Words: The poem in the picture caption is from Tell Me by Kim Addonizio (BOA Editions, 2000); all rights reserved by the author.


The stories we need

The Blackberry Bush

Sleepy Time Tale

“Just as the child is born with a literal hole in its head, where the bones slowly close underneath the fragile shield of skin, so the child is born with a figurative hole in its heart.  Slowly this, too, is filled up.  What slips in before it anneals shapes the man or woman into which that child will grow.  Story is one of the most serious intruders into the heart."    - Jane Yolen

As a folklorist, fantasist, and passionate advocate for the value of fairy tales, I have written many articles and talks over the years about the fairy tales I loved as a child and how they've permeated my creative life ever since. I've spent less time thinking about the other tales that colored my childhood, especially those from the earliest years, tales read to me before I could read for myself -- tales that, whatever their objective value as literature, "intruded into the heart" during that formative time.

I wish I could say my young mind was nourished on the classics of children's literature -- the original text of J.M Barrie's sly and sardonic Peter and Wendy, for example -- but like so many children growing up in the '60s I had a Peter-Pan-simulacrum, not Peter himself: a small picture book with a re-written text that had been greatly slimmed down and simplified, based on Walt Disney's Peter, not Barrie's. Likewise for Felix Salten's Bambi, Rudyard Kipling's The Jungle Book, and so many other classics in 1960s adapations: they all seemed to bear Disney's stamp, whether or not Disney Studios had ever actually made films out of them.

Little Golden Book editions

I loathe such books now. And yet, I confess, as a child I swallowed them whole. The timeless magic of stories like Peter's runs deep, no matter how badly re-tellings may ravage them. I know from my taste in fairy tales -- where I had the luck to be raised on the old, unwatered-down versions -- that I would have preferred the original texts, even when the language sailed over my head; but I took what was offered, and loved Imitation Peter and Imitation Thumper and Imitation Baloo nonetheless.

Sleepy Time Tale

My memory of my pre-reading years is patchy, but my memory of the books I adored is not, the stories entwined with the sound of my mother's voice as she read them to me at bedtime. She worked during the day, and these were among the rare moments I had her all to myself, and when she seemed contented to be with me, not sadly bewildered by my existence.
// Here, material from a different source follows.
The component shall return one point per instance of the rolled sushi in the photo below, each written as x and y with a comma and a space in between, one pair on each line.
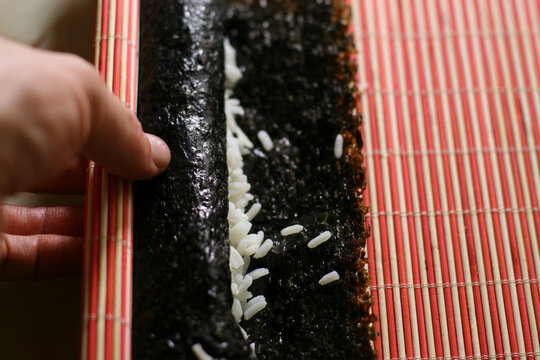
252, 244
What I know today, and did not know then, is that my mother was still just a child herself, having dropped out of high school when I came along (the result of a love affair gone wrong) and still living under her own mother's roof. Her room was a frilly teenager's bedroom. I had the little bedroom next door, where through the thin walls I could hear the sound of her crying, night after night. I thought I was the cause of those tears, an unwanted baby who had ruined her life. Much later I learned the rest of the story: there had been a second love affair, and a second baby after me, a son, who had been taken away. Now those years of her bottomless grief made sense. But these clarifying details were hidden from the puzzled child I was, and in the tale that I wove from my ignorance I was the source of her misery and her shame, and the fact that I could not break through her sorrow seemed to confirm this as truth.
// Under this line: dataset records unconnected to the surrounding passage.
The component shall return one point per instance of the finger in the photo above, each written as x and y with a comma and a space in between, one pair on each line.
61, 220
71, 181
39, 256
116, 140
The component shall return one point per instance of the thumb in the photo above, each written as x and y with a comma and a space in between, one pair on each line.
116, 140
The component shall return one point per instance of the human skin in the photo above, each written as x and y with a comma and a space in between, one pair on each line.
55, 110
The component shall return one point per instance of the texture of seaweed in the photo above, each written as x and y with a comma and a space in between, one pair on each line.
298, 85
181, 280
Little 'Fraid of the Dark (from the Book Trails series)

We lived at that time with my grandmother, my step-grandfather, and the three young daughters of that marriage: my aunts, but barely older than me and so they seemed more like sisters. I adored them, followed them everywhere (when they let me), and longed to sleep in their dorm-like room at the top of the house, instead of in my bed with my head under the pillows to block out my mother's crying. Is it any wonder that the first great love of my life was Peter Pan? I insisted on keeping the window cracked open at night, in all kinds of weather, but I never said why. I was waiting for Peter. I wanted to fly to the stars and away. I was certain he would come.

Peter Pan illustration

In addition to those dreadful Disney editions, when storytime came around at night I often requested the "red books": a children's anthology series from the 1920s that lived on my mother's shelves, not mine, for they'd been hers as a child, and she loved them, and I wasn't to touch them. (Or, god forbid, to color in them -- but of course I did and spent a whole week in disgrace.) When my mother died (again, much too young) the books came to me, and I still have them today: an eight volume series called Book Trails, published by Shepard & Lawrence in 1928.
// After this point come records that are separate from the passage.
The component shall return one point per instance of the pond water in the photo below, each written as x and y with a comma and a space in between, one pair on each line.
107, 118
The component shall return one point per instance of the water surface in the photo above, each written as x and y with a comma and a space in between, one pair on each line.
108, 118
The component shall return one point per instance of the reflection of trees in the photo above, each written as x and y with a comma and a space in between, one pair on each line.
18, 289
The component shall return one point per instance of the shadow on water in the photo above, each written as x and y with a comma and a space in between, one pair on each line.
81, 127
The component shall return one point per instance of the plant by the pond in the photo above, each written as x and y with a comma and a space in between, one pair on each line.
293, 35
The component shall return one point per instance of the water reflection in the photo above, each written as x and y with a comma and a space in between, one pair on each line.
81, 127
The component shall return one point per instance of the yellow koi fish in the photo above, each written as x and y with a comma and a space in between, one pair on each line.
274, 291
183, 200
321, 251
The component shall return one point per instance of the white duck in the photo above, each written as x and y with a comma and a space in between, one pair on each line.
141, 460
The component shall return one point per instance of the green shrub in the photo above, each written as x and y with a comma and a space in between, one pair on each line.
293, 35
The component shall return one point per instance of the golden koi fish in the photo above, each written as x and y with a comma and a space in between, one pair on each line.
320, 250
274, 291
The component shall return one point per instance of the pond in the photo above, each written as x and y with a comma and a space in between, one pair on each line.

Book Trails (Lawrence & Shepard, Inc. 1928)

Two things about these books strike me now. First, they are filled with poems and tales of Victorian and Edwardian vintage, full of children who lived in day and night nurseries, attended by nannies and servants, aired in perambulators and fed strange meals called "tea" (at which, I imagined, only the beverage of that name was served). In this way, I received a literary education more common to children of my mother's, and even my grandmother's, day. I can still quote reams of poetry by Walter de la Mare and Robert Louis Stevenson by heart...along with plenty of sickly-sweet late-Victorian rhymes that no one else has heard of now.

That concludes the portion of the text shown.